Israel’s message was equally clear: security first, everything else second.


Palestine: Plea for Justice, End of Occupation


Speaking remotely after being denied a U.S. visa, President Mahmoud Abbas accused Israel of “war crimes” and “crimes against humanity”. He called for an immediate ceasefire, for the lifting of blockades and for serious negotiations on a two-state solution. He pledged that the Palestinian Authority — not Hamas — could govern Gaza after the war.


Abbas stressed that without East Jerusalem as capital and an end to settlement expansion, a viable Palestinian state is a mirage. His closing words were less a speech than an appeal: “Enough impunity, enough blood.”


The Collision of Narratives


At the UN, these three positions collided like tectonic plates:

• Jerusalem: For Pakistan and Palestine, it is the heart of a future state. For Israel, it is indivisible.

• Statehood: Most of the world now recognises Palestine; Israel calls such recognition “shameful capitulation.”

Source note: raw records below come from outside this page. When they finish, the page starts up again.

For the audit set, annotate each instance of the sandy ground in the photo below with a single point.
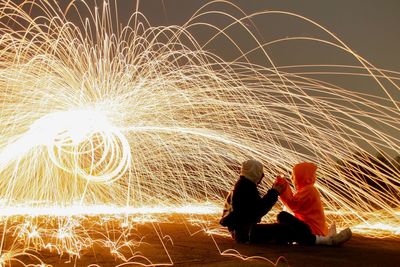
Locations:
(187, 244)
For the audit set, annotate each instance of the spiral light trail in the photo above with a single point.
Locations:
(120, 118)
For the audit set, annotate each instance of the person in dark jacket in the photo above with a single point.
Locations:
(244, 207)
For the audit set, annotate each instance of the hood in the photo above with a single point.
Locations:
(252, 170)
(304, 174)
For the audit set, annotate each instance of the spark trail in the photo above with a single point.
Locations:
(94, 113)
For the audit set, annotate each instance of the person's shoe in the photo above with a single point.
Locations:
(342, 237)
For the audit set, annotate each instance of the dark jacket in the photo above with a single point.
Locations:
(244, 204)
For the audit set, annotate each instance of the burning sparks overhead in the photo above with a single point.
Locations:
(98, 114)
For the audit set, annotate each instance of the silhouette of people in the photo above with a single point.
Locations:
(244, 208)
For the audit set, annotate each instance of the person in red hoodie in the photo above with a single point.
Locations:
(309, 221)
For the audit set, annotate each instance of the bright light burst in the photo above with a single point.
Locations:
(98, 114)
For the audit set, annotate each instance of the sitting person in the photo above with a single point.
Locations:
(244, 207)
(308, 223)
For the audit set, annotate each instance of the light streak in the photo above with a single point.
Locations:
(102, 125)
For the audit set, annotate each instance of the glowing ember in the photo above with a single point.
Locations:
(102, 125)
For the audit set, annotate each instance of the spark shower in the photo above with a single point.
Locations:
(95, 113)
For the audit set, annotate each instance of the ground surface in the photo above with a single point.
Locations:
(187, 244)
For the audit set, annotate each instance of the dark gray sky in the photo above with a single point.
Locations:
(370, 27)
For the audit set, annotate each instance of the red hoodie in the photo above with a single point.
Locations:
(305, 203)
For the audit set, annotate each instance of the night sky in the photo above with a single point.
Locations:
(369, 27)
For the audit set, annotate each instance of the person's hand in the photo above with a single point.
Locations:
(280, 184)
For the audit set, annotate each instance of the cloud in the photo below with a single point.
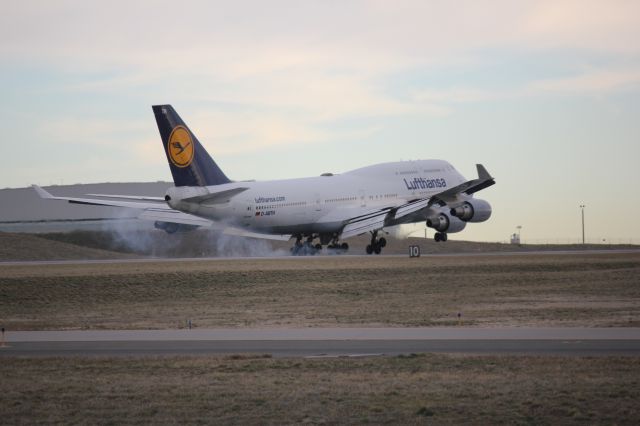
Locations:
(598, 81)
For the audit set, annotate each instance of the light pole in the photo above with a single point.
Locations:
(582, 206)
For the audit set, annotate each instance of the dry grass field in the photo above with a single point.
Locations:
(415, 389)
(534, 290)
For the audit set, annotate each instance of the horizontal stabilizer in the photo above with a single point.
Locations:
(128, 197)
(216, 197)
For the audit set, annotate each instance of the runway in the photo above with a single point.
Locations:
(326, 342)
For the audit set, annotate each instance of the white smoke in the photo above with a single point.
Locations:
(405, 231)
(234, 246)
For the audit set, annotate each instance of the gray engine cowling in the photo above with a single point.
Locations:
(472, 211)
(442, 222)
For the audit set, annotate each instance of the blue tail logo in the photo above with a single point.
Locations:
(180, 147)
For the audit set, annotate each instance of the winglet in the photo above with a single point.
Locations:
(483, 174)
(42, 193)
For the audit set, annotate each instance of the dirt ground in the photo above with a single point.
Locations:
(593, 289)
(414, 389)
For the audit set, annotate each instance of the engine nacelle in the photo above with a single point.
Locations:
(445, 223)
(472, 211)
(172, 228)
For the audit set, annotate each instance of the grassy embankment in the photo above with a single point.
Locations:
(540, 290)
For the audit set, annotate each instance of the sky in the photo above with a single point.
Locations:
(545, 94)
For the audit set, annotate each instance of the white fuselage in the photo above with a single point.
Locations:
(323, 203)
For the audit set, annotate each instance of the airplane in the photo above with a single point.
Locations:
(329, 208)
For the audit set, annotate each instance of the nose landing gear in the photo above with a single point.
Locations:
(440, 236)
(376, 243)
(307, 248)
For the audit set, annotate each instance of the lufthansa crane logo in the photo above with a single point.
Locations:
(180, 147)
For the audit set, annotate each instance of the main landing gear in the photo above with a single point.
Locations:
(376, 243)
(440, 236)
(307, 248)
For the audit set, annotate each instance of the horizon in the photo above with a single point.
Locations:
(543, 94)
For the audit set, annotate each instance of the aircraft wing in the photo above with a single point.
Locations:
(140, 205)
(379, 219)
(160, 211)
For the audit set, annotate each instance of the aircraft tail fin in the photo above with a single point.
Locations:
(189, 162)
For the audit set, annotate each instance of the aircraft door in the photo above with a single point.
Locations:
(363, 198)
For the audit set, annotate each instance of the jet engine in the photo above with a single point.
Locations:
(445, 223)
(472, 211)
(172, 228)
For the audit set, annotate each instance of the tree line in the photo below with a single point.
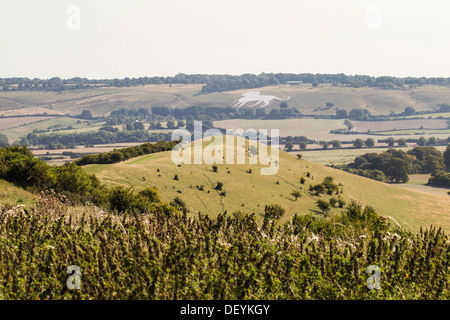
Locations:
(217, 83)
(61, 140)
(123, 154)
(395, 165)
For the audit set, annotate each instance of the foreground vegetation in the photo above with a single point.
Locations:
(133, 245)
(169, 255)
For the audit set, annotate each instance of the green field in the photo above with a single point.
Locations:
(12, 195)
(251, 192)
(317, 129)
(418, 182)
(14, 134)
(415, 132)
(101, 101)
(343, 156)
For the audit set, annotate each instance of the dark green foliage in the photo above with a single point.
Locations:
(370, 142)
(447, 157)
(95, 137)
(85, 114)
(327, 186)
(3, 141)
(358, 143)
(169, 255)
(178, 202)
(151, 194)
(440, 179)
(323, 205)
(296, 194)
(289, 146)
(395, 165)
(273, 211)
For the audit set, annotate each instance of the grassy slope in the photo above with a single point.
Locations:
(255, 191)
(304, 97)
(10, 194)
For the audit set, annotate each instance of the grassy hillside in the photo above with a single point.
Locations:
(303, 97)
(12, 195)
(250, 192)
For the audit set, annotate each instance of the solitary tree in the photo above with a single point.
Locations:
(401, 142)
(336, 143)
(296, 194)
(289, 146)
(447, 157)
(323, 205)
(358, 143)
(303, 145)
(391, 141)
(370, 142)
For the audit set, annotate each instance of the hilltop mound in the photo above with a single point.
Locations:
(247, 190)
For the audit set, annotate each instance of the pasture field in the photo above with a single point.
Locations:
(7, 123)
(79, 125)
(344, 156)
(101, 101)
(12, 195)
(250, 192)
(365, 126)
(316, 129)
(429, 115)
(442, 133)
(417, 182)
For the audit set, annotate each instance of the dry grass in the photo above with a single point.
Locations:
(6, 123)
(364, 126)
(251, 192)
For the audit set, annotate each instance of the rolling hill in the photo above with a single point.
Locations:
(304, 97)
(250, 192)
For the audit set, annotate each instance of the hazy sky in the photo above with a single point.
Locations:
(133, 38)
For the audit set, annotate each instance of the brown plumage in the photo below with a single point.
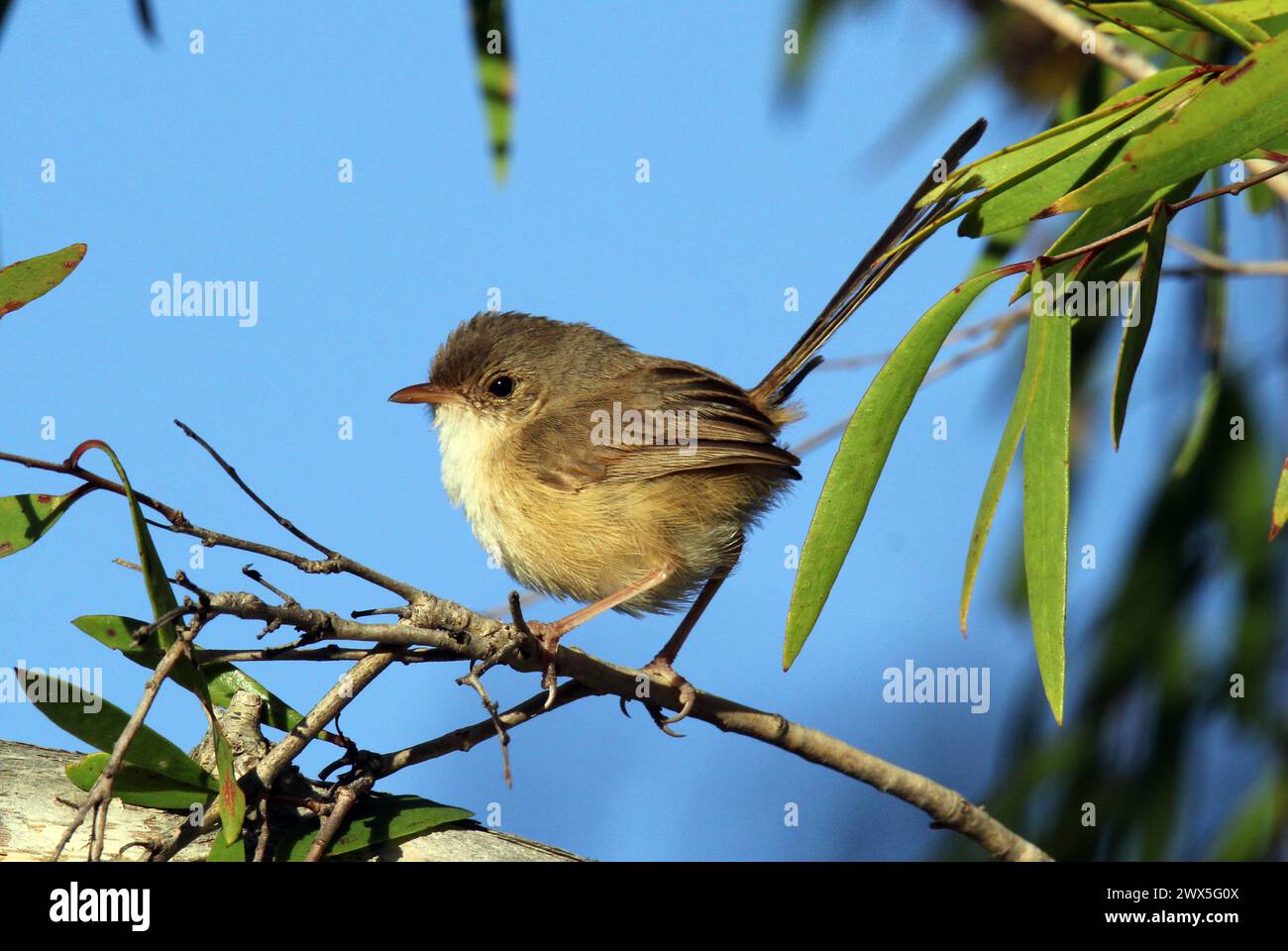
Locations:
(572, 515)
(593, 472)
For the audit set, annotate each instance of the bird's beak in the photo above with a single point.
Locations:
(428, 393)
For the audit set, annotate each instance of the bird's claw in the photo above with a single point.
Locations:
(662, 669)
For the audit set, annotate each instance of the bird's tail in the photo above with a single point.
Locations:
(877, 264)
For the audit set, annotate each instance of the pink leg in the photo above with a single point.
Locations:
(549, 634)
(661, 664)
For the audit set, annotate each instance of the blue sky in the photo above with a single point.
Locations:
(224, 166)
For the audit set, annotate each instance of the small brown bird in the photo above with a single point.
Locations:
(593, 472)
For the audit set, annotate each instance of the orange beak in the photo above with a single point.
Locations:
(428, 393)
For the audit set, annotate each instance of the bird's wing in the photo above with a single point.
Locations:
(678, 418)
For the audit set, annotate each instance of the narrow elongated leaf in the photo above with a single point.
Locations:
(222, 851)
(25, 518)
(140, 787)
(98, 723)
(1008, 162)
(1210, 21)
(1136, 330)
(222, 680)
(374, 819)
(1095, 223)
(862, 455)
(24, 281)
(1147, 13)
(1046, 492)
(1009, 205)
(1001, 467)
(496, 76)
(1243, 108)
(1279, 513)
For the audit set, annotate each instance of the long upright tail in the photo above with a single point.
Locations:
(870, 273)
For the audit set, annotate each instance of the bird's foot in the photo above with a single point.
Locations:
(548, 637)
(661, 668)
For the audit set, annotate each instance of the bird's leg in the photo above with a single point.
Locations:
(548, 634)
(661, 665)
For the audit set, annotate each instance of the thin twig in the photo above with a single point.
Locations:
(1218, 262)
(102, 791)
(232, 474)
(489, 705)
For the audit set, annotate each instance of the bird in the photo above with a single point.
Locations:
(593, 472)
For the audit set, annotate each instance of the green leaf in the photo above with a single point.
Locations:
(372, 821)
(222, 680)
(1147, 13)
(496, 77)
(97, 722)
(232, 800)
(997, 474)
(223, 852)
(140, 787)
(862, 455)
(1279, 513)
(24, 281)
(1012, 204)
(1048, 146)
(1210, 21)
(1250, 831)
(1244, 107)
(1046, 491)
(1098, 222)
(1136, 330)
(25, 518)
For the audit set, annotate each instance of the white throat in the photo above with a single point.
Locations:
(469, 445)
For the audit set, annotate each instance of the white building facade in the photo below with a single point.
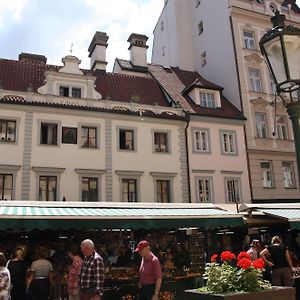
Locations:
(219, 39)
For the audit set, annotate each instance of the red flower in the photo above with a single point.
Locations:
(227, 255)
(258, 263)
(244, 263)
(243, 255)
(214, 258)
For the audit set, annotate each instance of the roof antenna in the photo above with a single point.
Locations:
(71, 48)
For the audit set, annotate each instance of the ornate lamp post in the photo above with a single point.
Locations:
(280, 47)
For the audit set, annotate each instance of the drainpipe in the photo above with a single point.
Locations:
(187, 119)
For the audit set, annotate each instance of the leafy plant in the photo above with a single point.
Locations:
(234, 275)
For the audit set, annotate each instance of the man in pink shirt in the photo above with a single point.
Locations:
(150, 273)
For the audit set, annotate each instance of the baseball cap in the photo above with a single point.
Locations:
(141, 245)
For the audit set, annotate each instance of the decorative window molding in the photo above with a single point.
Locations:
(9, 130)
(8, 170)
(233, 189)
(49, 133)
(161, 141)
(201, 140)
(204, 189)
(127, 139)
(89, 136)
(48, 172)
(228, 142)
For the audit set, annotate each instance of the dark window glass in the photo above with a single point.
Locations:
(76, 92)
(126, 139)
(64, 91)
(7, 131)
(88, 137)
(6, 186)
(89, 189)
(69, 135)
(47, 188)
(161, 142)
(163, 191)
(48, 134)
(129, 190)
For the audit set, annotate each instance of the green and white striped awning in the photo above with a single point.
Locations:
(289, 212)
(94, 215)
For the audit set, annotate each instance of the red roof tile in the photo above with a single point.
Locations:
(24, 75)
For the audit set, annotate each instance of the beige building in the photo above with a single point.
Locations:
(219, 39)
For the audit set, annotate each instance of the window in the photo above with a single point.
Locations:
(48, 134)
(273, 84)
(163, 191)
(88, 137)
(200, 27)
(47, 188)
(76, 92)
(65, 91)
(161, 142)
(261, 125)
(207, 99)
(255, 82)
(281, 128)
(288, 174)
(232, 186)
(201, 140)
(7, 131)
(267, 173)
(204, 190)
(228, 139)
(126, 139)
(249, 41)
(203, 59)
(69, 135)
(89, 191)
(6, 186)
(129, 190)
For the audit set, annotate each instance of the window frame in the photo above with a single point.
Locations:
(265, 175)
(211, 192)
(134, 139)
(235, 179)
(58, 135)
(234, 134)
(164, 176)
(253, 81)
(258, 126)
(293, 175)
(247, 40)
(280, 133)
(168, 141)
(97, 136)
(194, 142)
(136, 175)
(45, 171)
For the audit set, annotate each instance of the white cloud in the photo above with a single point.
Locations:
(11, 9)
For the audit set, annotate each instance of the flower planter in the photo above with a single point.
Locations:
(276, 293)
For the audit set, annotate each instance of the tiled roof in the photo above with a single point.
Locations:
(27, 75)
(175, 80)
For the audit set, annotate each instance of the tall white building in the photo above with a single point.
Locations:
(219, 39)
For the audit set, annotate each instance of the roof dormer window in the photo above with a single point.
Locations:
(66, 91)
(207, 99)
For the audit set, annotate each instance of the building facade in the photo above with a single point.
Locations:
(69, 134)
(227, 52)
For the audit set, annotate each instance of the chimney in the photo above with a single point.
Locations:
(138, 49)
(32, 57)
(97, 50)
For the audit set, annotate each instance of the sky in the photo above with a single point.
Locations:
(50, 27)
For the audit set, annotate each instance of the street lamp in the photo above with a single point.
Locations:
(280, 47)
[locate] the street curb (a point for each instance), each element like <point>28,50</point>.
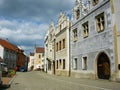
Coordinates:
<point>10,82</point>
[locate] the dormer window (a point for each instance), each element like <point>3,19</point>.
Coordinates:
<point>77,14</point>
<point>95,2</point>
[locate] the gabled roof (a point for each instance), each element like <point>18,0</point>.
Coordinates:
<point>39,50</point>
<point>6,44</point>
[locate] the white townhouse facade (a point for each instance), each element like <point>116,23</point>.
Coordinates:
<point>39,58</point>
<point>95,39</point>
<point>49,63</point>
<point>31,62</point>
<point>62,45</point>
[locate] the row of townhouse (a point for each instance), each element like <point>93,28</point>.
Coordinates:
<point>89,45</point>
<point>12,55</point>
<point>36,59</point>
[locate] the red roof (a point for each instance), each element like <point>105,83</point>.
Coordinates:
<point>6,44</point>
<point>39,50</point>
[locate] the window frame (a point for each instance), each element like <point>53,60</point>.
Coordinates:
<point>75,34</point>
<point>95,2</point>
<point>85,27</point>
<point>100,22</point>
<point>84,63</point>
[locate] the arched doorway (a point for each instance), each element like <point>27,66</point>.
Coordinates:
<point>103,66</point>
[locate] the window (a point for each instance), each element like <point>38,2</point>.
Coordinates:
<point>75,36</point>
<point>59,45</point>
<point>39,56</point>
<point>75,64</point>
<point>95,2</point>
<point>100,22</point>
<point>60,64</point>
<point>56,46</point>
<point>63,63</point>
<point>85,29</point>
<point>84,63</point>
<point>63,43</point>
<point>78,14</point>
<point>57,64</point>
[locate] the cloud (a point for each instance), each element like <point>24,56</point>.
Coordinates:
<point>23,34</point>
<point>24,22</point>
<point>39,10</point>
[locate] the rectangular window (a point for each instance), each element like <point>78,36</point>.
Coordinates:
<point>75,64</point>
<point>75,35</point>
<point>78,14</point>
<point>85,29</point>
<point>100,22</point>
<point>95,2</point>
<point>60,63</point>
<point>63,43</point>
<point>63,63</point>
<point>39,56</point>
<point>57,64</point>
<point>59,45</point>
<point>84,63</point>
<point>56,46</point>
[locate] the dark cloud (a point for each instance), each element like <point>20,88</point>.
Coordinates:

• Ceasefire vs. Security: Pakistan and Palestine demand an immediate halt to bombing; Israel says not until Hamas is destroyed.


The result is diplomatic deadlock even as lives are lost by the hour.


A Test for the United Nations


These speeches were not mere ritual. They were a stress-test of the UN’s own credibility. If decades of resolutions, principles and human-rights rhetoric cannot stop mass killing or open the road to a just peace, what is left of the post-war order?


Pakistan cast itself as the conscience of the Muslim world. Israel framed itself as the frontline of democracy under siege. Palestine pleaded for dignity and a home of its own.


The question now is not whose speech drew louder applause. It is whether the world has the courage to turn speeches into action — and whether justice can prevail before despair becomes permanent.